From over a slight hill of grain,
over the roll of a wide prairie
still laying claim on the land,
these indomitable barns appear,
icons, markers, grayed leftovers
from the rumbled roar of cows,
horses in the herded thunders,
and rare cowboys mad-dashing
toward the lead of a mighty bull.

I am far eastward of this stabling
yet their stories hand me dreams,
weathered images of histories
of barns not meant to last this long,
but dot this road like chess pieces,
marking solitary plays in the game.

I hear the yells from in and out,
from barnyard and finished peak,
from the first ax bite to a peg’s
last place in hammering, saying
how they came, these old barns,
to be what they are, rare despots
of a harsh land and all its time;
all its adventures and romances;
its lift to starred stirrups, lifting me.

No longer straight, soft ridgepoles,
bent with years of Gulf-fed storm
or insidious crawl of wood-eaters,
send them back to bare beginnings
where I spy this old one coming up,
off there to the left, crowned up
like a chief rides the torrid battle,
bearing openly a brandished lance,
bow and arrow centering, six-guns
at length finding sway in arguments.

Buried in a wash of vine and leaf,
dyed of mahogany and dead maize
left too long to the weathering,
rebuked it must seem of sunlight
itself, ripening under dark edges,
one such barn, two centuries old,
hardly promises the next century.

Two hundred years of sweat stain
darkened hardness of its guts, its
boned and inner silhouetting; mock
residues only now becoming too soft
for its own well-being, the stretch
of one creature across centuries,
too fallible for the given chance.

I have hidden eighty years of my life
dreaming these odd posts and beams,
wandering in headless and heedless
of rare summer’s endings, the fall’s
short bit of sunlight in eaves full,
oh so full, of August madness, sieves
of my bare devilment at dreaming
and soft crumbling.

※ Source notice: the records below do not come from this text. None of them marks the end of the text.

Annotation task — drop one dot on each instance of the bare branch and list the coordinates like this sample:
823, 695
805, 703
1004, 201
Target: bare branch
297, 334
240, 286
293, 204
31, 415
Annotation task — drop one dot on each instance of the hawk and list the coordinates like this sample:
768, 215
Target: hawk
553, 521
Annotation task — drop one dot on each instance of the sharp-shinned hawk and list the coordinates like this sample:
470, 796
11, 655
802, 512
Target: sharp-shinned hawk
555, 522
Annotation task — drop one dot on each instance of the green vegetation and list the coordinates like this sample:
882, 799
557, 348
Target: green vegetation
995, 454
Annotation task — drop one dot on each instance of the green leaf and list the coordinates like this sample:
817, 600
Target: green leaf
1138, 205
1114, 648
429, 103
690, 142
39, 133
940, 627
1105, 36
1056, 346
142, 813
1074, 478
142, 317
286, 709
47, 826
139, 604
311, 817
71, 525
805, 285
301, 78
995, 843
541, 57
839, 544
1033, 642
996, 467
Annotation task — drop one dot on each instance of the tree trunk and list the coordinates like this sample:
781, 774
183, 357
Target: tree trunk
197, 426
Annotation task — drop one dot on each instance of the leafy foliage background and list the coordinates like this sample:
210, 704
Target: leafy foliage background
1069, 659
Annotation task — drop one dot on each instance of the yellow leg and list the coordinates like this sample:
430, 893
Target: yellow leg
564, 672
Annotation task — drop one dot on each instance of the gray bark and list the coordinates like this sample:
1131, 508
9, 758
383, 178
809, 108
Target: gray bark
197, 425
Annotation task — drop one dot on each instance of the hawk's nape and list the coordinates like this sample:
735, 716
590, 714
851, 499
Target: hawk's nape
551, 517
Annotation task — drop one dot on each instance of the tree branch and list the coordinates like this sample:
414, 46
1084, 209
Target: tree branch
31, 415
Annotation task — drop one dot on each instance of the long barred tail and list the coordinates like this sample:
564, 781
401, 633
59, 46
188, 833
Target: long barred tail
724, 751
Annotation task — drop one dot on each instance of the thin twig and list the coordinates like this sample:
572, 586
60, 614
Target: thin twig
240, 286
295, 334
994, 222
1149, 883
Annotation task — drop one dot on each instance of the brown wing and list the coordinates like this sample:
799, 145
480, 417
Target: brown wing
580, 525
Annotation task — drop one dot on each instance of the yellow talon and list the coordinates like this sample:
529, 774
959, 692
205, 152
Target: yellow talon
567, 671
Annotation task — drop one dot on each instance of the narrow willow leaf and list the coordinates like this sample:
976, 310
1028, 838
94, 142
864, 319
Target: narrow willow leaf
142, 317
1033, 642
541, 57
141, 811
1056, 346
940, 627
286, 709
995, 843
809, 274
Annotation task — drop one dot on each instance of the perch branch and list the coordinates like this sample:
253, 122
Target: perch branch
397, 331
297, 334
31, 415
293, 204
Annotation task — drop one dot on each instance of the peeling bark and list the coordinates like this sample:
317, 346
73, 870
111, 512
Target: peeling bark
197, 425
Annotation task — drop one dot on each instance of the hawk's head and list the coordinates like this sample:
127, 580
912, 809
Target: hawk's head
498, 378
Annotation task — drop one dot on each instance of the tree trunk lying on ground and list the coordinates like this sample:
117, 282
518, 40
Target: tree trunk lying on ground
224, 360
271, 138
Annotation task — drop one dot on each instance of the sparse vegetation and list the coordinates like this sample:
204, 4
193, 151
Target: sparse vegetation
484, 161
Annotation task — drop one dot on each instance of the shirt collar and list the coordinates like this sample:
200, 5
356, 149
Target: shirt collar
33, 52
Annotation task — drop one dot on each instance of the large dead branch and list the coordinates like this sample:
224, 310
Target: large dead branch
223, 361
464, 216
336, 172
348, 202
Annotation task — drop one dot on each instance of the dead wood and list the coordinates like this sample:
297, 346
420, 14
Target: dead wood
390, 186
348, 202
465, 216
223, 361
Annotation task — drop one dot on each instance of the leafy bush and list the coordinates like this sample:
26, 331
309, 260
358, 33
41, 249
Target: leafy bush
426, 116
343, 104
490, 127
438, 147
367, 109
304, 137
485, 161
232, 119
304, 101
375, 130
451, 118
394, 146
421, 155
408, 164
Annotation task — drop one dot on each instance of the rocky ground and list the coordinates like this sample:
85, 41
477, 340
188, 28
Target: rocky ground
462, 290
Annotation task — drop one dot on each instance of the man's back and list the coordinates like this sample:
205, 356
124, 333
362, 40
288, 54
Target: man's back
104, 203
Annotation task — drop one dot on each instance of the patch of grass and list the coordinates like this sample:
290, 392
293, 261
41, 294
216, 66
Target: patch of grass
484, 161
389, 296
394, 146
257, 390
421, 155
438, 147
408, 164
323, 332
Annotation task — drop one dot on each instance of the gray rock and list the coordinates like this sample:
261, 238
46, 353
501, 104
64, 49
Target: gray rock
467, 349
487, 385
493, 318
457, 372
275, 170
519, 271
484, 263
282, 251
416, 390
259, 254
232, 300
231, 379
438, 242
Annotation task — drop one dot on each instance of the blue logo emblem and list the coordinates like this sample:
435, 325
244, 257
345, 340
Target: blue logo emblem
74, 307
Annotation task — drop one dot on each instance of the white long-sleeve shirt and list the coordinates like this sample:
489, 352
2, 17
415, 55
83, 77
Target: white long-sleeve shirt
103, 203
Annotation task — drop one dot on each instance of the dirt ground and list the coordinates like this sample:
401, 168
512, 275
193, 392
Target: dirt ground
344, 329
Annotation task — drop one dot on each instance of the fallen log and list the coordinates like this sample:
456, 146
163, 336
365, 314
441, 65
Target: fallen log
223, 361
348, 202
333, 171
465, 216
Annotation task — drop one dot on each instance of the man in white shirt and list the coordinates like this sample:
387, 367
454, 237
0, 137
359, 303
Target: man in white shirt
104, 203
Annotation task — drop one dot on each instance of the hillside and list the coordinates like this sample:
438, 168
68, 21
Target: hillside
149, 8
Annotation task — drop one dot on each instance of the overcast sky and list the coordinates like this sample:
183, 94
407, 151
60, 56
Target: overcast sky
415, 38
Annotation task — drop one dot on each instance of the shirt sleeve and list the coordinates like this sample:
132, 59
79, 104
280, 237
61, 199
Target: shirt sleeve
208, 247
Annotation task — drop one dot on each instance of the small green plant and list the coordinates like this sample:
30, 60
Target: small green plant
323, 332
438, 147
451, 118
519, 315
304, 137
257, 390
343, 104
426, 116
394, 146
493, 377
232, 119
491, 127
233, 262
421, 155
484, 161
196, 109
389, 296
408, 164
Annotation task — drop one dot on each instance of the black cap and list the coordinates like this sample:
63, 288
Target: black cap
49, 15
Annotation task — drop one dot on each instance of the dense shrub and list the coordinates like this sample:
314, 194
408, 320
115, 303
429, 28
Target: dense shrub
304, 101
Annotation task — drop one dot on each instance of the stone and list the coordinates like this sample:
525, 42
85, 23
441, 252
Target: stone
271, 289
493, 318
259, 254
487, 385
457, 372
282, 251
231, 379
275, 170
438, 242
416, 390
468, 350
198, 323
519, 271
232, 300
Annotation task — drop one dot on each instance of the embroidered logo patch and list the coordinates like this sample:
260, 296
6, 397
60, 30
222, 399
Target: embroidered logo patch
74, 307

Hard wood takes
into itself drafty alternate combustion
of tree, leaf and solitary seed wind-
swept and flying high and so deserted
one might think it’s all planned,
the documents scribed two hundred
years on pale parchments of time.

Probably darker than they ought,
barns so stretched out in centuries,
they wear years deep into each grain
gone brown, kneeling down and servile,
where they suffered for cow and horse
and miraculous mule strung in straps
yet hanging on walls like markers,
old leather goods we can smell as if
they’ve left a bit of bite as airy sign,
the scent of labor twice as old as time.

I struggle to catch these overviews
of western barns, stories attached,
the rhythms heard from landmarks
they leave me, staffed by caretakers
and the creatures they’ve housed.
Here hides ink’s odd stains on walls,
salt bares its hoary frost-like etch,
and authority, by long estimation
the awful and momentous authority
of shod hooves, carves out erosion
on thick planking, perhaps but once
planned for a healthy bit of forever
by one man, his grave long settled
near one corner with all his leavings,
hears a nail home, a new calf bawl,
and favored horse answer his last call.